Prep Time 20 minutes
Cook Time 30 minutes
Course Side Dish
Cuisine Lebanese, Mexican
Servings 6
Calories 400 kcal

Equipment

  • Blender or food processor
  • Knife and cutting board
  • Large bowl (for marinating)
  • Grill, grill pan, or cast-iron skillet
  • Tongs
  • Serving platter

Ingredients
  

For the Pork Marinade:

  • 2 pounds of pork shoulder or pork butt, thinly sliced
  • 3 dried guajillo chilies, seeds removed
  • 2 dried ancho chilies, seeds removed
  • 3 cloves garlic
  • 1/2 cup pineapple juice
  • 1/4 cup orange juice
  • 2 tablespoons white vinegar
  • 1 teaspoon dried oregano
  • 1 teaspoon ground cumin
  • 1 teaspoon paprika
  • 1/2 teaspoon ground cinnamon
  • 2 tablespoons achiote paste
  • Salt and pepper to taste

For Serving:

  • Small corn tortillas
  • 1 cup fresh pineapple, diced
  • 1 small onion, finely chopped
  • 1/4 cup fresh cilantro, chopped
  • Lime wedges

Instructions
 

  • In a pot of boiling water, add the dried guajillo and ancho chilies.
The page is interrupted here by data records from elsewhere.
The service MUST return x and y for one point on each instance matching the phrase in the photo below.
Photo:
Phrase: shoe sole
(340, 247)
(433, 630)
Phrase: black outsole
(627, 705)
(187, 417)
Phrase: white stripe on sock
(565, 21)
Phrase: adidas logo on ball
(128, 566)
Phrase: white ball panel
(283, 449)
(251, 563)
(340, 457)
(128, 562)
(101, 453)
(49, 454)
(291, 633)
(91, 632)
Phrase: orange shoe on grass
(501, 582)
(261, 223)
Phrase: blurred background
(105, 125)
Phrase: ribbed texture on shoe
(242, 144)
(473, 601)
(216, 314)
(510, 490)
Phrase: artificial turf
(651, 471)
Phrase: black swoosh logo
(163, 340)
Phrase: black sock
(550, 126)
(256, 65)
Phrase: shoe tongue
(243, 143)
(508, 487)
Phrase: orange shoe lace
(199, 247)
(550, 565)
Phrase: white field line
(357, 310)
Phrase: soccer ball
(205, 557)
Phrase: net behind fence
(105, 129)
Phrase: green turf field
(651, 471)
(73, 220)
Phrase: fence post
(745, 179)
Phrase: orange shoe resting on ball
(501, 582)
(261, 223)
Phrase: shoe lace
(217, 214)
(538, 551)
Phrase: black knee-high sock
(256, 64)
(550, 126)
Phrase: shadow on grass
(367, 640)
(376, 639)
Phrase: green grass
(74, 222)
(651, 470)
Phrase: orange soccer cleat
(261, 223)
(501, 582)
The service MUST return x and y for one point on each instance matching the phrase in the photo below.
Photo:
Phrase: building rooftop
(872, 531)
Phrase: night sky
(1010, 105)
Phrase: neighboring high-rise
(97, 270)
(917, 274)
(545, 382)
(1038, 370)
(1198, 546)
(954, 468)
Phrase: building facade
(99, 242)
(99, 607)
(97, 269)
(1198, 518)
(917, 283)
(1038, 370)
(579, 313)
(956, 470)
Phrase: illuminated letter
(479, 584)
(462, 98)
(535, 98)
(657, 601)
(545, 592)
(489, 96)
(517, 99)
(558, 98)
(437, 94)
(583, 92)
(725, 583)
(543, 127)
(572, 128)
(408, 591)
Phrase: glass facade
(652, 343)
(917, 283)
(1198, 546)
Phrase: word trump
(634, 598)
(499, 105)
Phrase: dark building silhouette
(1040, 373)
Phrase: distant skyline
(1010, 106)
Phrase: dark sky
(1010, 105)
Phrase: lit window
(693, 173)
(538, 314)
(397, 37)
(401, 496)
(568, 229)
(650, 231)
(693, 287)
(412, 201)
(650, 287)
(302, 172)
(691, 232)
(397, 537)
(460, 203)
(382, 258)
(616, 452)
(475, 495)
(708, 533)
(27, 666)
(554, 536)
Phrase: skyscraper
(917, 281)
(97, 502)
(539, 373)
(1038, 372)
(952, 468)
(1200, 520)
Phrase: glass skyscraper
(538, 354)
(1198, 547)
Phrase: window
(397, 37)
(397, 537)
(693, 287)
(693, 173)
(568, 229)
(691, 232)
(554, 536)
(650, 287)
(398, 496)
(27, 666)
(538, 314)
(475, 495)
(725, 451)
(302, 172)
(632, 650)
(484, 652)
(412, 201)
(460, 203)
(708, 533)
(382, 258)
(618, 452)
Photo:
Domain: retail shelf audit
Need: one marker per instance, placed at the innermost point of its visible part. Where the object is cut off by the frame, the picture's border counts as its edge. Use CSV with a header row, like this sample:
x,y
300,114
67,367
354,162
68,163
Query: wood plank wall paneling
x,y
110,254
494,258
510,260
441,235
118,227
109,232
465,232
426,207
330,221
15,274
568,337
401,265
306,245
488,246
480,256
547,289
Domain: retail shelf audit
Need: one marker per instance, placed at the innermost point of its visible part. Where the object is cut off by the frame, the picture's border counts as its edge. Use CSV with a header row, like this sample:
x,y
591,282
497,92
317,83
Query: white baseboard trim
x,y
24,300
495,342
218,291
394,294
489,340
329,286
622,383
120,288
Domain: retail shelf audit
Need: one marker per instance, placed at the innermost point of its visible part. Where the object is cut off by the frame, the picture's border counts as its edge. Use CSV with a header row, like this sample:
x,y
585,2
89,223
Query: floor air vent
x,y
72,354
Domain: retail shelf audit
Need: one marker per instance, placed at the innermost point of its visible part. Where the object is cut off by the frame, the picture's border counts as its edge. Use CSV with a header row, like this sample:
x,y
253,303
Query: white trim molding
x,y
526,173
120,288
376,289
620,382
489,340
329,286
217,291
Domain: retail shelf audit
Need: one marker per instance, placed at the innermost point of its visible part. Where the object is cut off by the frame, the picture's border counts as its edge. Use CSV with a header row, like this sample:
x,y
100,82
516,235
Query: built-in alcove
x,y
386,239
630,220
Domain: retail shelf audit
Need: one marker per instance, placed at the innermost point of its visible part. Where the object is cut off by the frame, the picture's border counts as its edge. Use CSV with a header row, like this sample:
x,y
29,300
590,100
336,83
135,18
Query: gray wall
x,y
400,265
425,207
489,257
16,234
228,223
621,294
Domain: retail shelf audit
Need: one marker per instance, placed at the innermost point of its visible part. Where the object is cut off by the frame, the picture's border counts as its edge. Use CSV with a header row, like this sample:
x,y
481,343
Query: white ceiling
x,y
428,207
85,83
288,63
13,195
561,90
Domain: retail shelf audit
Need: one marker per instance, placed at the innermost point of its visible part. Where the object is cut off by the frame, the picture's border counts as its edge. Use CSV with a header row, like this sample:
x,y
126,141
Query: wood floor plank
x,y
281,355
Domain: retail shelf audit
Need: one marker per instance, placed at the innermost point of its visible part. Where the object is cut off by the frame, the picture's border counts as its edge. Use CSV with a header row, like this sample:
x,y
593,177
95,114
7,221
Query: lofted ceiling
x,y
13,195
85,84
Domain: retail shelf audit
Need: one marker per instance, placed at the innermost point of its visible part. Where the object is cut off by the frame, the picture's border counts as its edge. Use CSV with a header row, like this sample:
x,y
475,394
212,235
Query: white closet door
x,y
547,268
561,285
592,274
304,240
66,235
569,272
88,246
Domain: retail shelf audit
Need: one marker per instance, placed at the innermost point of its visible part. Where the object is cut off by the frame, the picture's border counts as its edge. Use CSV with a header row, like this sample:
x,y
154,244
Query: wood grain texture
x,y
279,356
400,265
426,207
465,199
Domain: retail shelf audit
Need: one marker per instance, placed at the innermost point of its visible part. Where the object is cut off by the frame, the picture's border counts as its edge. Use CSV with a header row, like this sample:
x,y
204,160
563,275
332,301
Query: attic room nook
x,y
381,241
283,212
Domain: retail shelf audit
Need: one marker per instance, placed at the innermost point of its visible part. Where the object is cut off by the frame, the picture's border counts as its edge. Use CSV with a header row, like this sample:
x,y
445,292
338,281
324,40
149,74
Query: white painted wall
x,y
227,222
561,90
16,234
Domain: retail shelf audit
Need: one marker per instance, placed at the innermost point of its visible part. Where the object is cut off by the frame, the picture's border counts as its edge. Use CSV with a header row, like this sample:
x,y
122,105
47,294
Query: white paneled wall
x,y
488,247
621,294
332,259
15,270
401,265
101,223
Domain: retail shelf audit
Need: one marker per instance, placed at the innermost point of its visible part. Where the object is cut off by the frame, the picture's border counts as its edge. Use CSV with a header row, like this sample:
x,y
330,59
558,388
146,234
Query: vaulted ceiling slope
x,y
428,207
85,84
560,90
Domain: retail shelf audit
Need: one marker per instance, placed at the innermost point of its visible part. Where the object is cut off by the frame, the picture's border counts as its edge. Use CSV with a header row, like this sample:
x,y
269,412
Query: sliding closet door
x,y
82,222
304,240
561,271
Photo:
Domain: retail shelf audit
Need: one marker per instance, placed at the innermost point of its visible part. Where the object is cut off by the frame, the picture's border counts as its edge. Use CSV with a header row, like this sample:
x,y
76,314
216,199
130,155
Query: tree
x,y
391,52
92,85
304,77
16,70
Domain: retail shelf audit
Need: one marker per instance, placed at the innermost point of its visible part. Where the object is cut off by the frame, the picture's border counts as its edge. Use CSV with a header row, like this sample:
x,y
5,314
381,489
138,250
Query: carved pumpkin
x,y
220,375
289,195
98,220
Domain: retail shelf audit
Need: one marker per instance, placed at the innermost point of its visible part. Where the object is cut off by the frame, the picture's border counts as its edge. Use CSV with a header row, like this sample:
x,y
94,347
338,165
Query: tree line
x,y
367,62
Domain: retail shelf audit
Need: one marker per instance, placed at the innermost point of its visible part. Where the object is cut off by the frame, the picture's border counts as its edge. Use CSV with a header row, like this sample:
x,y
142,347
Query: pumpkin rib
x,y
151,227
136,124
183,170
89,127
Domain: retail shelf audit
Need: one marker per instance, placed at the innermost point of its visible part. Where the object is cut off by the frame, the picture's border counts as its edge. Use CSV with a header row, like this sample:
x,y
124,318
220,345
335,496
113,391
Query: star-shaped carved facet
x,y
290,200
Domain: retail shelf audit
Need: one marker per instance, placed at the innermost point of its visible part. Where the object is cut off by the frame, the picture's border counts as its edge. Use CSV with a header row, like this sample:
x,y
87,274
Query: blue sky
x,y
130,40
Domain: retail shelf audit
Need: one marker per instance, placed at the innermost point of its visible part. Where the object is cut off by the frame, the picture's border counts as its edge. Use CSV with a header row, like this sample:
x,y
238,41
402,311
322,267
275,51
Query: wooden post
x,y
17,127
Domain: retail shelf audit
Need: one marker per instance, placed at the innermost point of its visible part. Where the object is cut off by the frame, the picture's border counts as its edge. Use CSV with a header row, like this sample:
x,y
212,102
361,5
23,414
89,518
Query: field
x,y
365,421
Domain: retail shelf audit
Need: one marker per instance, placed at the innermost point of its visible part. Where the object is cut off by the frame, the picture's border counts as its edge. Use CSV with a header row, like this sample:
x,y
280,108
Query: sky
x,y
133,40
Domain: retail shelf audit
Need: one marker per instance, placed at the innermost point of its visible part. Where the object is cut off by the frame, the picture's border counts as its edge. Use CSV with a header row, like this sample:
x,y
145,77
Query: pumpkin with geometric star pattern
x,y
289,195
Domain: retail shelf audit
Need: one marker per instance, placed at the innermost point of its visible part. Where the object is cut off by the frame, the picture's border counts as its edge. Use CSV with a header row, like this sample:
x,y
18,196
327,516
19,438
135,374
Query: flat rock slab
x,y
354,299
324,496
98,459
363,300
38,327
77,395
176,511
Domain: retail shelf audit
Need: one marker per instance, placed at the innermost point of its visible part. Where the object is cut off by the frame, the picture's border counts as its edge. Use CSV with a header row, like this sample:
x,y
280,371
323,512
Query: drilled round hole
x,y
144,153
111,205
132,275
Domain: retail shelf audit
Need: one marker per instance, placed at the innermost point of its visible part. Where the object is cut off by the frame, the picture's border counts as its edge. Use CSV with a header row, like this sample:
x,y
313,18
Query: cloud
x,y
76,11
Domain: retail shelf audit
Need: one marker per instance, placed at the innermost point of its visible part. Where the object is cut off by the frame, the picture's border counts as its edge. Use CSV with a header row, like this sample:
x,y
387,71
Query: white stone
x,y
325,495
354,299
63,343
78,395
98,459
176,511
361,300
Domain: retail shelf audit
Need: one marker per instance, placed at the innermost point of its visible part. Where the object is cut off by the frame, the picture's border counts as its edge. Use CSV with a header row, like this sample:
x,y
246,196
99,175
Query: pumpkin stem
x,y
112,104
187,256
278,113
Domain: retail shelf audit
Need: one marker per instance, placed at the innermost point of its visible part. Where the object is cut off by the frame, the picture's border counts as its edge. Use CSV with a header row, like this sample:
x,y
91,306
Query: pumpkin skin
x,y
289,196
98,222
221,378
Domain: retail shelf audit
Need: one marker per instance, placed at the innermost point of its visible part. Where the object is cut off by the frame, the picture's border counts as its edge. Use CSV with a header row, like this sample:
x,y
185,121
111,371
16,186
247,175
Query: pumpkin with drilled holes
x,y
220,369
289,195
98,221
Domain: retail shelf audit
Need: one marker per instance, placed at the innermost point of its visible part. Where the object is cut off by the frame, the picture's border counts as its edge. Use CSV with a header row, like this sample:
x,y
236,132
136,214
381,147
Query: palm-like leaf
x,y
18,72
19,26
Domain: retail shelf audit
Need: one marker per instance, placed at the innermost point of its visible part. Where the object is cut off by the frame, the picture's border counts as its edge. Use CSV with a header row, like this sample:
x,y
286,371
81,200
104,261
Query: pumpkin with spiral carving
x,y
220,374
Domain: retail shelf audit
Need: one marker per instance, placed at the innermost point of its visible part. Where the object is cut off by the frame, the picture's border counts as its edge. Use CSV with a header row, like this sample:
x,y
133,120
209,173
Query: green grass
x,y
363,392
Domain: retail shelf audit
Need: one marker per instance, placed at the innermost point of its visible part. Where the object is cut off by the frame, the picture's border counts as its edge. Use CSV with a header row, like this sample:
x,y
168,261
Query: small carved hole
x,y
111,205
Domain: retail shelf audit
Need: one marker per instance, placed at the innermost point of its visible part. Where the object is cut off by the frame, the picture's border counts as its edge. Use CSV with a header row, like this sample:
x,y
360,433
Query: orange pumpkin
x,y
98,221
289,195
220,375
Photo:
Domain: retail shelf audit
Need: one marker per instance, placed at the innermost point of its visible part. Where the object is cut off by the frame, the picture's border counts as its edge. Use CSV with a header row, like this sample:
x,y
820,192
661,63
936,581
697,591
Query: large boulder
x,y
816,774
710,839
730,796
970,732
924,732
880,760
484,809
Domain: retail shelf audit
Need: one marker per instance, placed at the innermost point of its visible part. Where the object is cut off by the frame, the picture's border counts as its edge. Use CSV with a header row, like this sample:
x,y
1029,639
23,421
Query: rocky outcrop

Let them soak for about 10 minutes until softened.
  • Once softened, drain the chilies and set them aside.
  • In a blender or food processor, combine the softened chilies, garlic, pineapple juice, orange juice, vinegar, oregano, cumin, paprika, cinnamon, and achiote paste.
  • Blend until you achieve a smooth, thick marinade. Season with salt and pepper to taste.
  • Place the thinly sliced pork in a large bowl or resealable plastic bag.
  • Pour the marinade over the pork, ensuring all the meat is well coated.
  • Cover the bowl or seal the bag and refrigerate for at least 4 hours or preferably overnight to let the flavors develop.
  • Preheat a grill, grill pan, or cast-iron skillet over medium-high heat.
  • Remove the pork from the marinade and cook in batches, ensuring the meat is cooked through and has a nice char. This should take about 6-8 minutes per side, depending on thickness.
  • While the pork is cooking, grill the diced pineapple for a few minutes until slightly caramelized. This step enhances the sweetness and adds a smoky flavor to the dish.
  • Once the pork is cooked, thinly slice or chop the meat.
  • Warm the corn tortillas on the grill or in a skillet.
  • Place a few slices of the cooked pork on each tortilla, then top with grilled pineapple, chopped onions, cilantro, and a squeeze of fresh lime juice.
  • Serve the tacos immediately with extra lime wedges on the side for added zing.